Thursday, 16 July 2015

Megalonychidae

Temporal Range:  35 Mya - 0 Mya

OVERVIEW

                      Megalonychidae is a group of sloth that includes the extinct ground sloth and the living two toed sloth. Megalonychidae first appeared in the early Oligocene, about 35 million years ago, in Southern Argentina (Patagonia), and as far as the Antilles by the early Miocene. Megalonychids first reached North America by island hopping, about 9 million years ago. prior to the formation of the Isthmus of Panama.
                        Megalonychid ground sloths went extinct in North and South America around the end of the Pleistocene and in the Antilles apparently by about 5000 BP, living two-toed sloths of genus Choloepus as the only surviving member of the family.


EVOLUTION

                        Megalonyx means giant claws. Megalonyx is widespread North American genus that lived past in the close of the last Ice Glaciation. Remains of Megalonyx have been found as far north as Alaska to the Yukon. Ongoing excavations at Tarkio Valley in southwest Iowa may reveal something of the familial life of Megalonyx.
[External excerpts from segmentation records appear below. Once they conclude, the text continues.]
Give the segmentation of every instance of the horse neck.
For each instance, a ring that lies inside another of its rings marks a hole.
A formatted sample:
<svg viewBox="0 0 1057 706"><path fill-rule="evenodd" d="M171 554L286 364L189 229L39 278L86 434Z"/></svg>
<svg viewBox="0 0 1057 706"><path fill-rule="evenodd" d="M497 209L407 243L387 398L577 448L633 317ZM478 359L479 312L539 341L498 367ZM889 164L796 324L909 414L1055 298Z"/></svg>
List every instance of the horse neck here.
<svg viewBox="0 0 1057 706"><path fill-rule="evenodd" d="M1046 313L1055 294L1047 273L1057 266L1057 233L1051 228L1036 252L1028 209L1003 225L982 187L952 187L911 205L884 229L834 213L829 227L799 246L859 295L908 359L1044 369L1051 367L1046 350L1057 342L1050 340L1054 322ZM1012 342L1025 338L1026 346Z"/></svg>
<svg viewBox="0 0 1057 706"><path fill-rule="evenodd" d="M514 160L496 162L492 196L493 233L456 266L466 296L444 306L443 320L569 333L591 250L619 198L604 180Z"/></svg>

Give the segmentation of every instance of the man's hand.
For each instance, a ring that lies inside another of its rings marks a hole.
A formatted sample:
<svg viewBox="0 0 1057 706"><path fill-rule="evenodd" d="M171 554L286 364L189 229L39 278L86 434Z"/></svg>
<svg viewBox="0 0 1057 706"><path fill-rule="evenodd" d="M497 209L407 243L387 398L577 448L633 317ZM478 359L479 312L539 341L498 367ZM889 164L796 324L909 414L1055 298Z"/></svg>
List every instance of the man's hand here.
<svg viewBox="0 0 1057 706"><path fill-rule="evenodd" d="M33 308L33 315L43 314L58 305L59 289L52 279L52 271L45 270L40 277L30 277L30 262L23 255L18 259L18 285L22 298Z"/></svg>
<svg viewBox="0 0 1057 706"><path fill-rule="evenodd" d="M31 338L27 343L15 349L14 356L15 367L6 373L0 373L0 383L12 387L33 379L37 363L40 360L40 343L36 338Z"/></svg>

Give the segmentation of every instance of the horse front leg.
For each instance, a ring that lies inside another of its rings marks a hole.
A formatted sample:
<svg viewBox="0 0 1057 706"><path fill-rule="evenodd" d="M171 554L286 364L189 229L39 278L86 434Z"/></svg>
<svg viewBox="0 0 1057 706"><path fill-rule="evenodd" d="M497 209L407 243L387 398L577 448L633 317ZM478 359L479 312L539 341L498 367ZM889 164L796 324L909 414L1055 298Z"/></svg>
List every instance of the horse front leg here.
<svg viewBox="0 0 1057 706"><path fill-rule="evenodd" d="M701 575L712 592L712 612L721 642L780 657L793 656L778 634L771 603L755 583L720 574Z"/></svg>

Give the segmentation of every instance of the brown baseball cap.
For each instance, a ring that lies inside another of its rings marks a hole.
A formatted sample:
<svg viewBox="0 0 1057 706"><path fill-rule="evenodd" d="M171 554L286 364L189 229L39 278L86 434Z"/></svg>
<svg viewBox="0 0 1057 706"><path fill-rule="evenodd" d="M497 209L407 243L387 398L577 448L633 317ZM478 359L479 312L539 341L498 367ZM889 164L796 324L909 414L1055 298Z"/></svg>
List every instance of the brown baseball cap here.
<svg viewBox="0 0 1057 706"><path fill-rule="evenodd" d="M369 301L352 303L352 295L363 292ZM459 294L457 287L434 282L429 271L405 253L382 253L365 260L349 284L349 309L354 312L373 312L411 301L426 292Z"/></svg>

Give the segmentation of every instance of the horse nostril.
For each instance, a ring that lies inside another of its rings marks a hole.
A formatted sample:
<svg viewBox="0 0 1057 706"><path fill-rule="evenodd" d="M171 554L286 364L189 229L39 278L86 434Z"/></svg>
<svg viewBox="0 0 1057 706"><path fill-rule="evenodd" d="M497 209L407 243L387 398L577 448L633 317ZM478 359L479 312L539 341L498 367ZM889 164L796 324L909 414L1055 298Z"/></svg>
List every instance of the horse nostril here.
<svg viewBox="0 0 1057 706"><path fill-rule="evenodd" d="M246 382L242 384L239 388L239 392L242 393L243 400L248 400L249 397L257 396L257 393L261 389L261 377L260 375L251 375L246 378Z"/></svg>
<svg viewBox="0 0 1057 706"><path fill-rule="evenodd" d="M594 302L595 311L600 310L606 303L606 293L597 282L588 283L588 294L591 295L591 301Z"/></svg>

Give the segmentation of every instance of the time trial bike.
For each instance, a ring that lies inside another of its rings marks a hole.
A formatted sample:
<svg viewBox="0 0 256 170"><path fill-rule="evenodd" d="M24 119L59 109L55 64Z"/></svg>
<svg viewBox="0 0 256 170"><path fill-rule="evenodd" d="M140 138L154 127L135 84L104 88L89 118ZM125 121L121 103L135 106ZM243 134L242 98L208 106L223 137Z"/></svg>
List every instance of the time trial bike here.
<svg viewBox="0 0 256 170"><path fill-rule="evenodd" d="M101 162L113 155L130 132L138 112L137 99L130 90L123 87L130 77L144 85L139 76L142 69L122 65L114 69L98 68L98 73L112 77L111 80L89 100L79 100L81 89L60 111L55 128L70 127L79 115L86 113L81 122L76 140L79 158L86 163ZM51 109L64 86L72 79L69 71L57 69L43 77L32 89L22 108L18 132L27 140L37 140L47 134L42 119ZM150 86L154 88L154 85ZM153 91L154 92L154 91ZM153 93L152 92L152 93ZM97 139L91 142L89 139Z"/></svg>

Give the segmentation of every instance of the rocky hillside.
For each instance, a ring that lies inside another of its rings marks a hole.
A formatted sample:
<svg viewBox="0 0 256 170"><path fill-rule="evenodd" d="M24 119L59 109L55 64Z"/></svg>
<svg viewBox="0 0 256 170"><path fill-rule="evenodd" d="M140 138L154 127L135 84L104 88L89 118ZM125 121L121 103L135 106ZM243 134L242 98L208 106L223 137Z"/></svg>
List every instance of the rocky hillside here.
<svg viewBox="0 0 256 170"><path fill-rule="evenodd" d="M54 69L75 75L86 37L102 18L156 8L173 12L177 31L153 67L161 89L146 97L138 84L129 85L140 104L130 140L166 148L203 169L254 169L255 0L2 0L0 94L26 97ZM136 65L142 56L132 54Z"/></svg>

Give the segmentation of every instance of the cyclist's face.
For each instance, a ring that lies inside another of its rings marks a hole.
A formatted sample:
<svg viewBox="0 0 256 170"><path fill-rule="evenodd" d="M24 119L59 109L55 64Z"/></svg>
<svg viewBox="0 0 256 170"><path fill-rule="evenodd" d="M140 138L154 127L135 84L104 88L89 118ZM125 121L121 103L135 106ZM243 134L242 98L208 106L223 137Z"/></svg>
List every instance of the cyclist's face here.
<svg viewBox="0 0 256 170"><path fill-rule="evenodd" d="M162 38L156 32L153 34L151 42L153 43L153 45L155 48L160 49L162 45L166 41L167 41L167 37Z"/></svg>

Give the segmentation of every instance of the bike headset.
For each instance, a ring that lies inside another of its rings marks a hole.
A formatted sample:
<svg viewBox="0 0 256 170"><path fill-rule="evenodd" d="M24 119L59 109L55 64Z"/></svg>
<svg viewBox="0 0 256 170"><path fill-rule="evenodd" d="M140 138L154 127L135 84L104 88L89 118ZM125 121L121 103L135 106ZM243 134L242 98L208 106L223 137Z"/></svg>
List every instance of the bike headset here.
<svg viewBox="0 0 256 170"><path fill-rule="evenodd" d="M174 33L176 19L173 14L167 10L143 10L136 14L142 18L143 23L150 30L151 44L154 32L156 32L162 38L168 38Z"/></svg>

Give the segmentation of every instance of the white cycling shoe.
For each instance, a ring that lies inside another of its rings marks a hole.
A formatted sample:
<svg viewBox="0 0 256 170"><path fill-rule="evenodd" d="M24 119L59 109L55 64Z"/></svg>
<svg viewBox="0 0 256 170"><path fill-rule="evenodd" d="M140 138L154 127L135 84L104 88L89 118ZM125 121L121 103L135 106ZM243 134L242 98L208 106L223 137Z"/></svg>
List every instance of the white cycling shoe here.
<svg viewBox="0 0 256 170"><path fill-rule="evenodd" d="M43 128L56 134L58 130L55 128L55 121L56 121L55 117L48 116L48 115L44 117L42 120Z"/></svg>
An adult was found in direct association with two juveniles of different ages, suggesting that adults cared for young of different generations.
                          The earliest known North American megalonychid, Pliometanastes protistus, lived in Florida and the southern U.S. about 9 million years ago, and is believed to have been the predecessor of Megalonyx. Several species of Megalonyx have been named; actually most of the good specimen described as different species. A broader perspective on the group, accounting for age, sex, individual and geographic differences, indicates that only three species are valid (M. leptostomus, M. wheatleyi, and M. jeffersonii) in the late Pliocene and Pleistocene of North America. Although work by McDonald lists five species.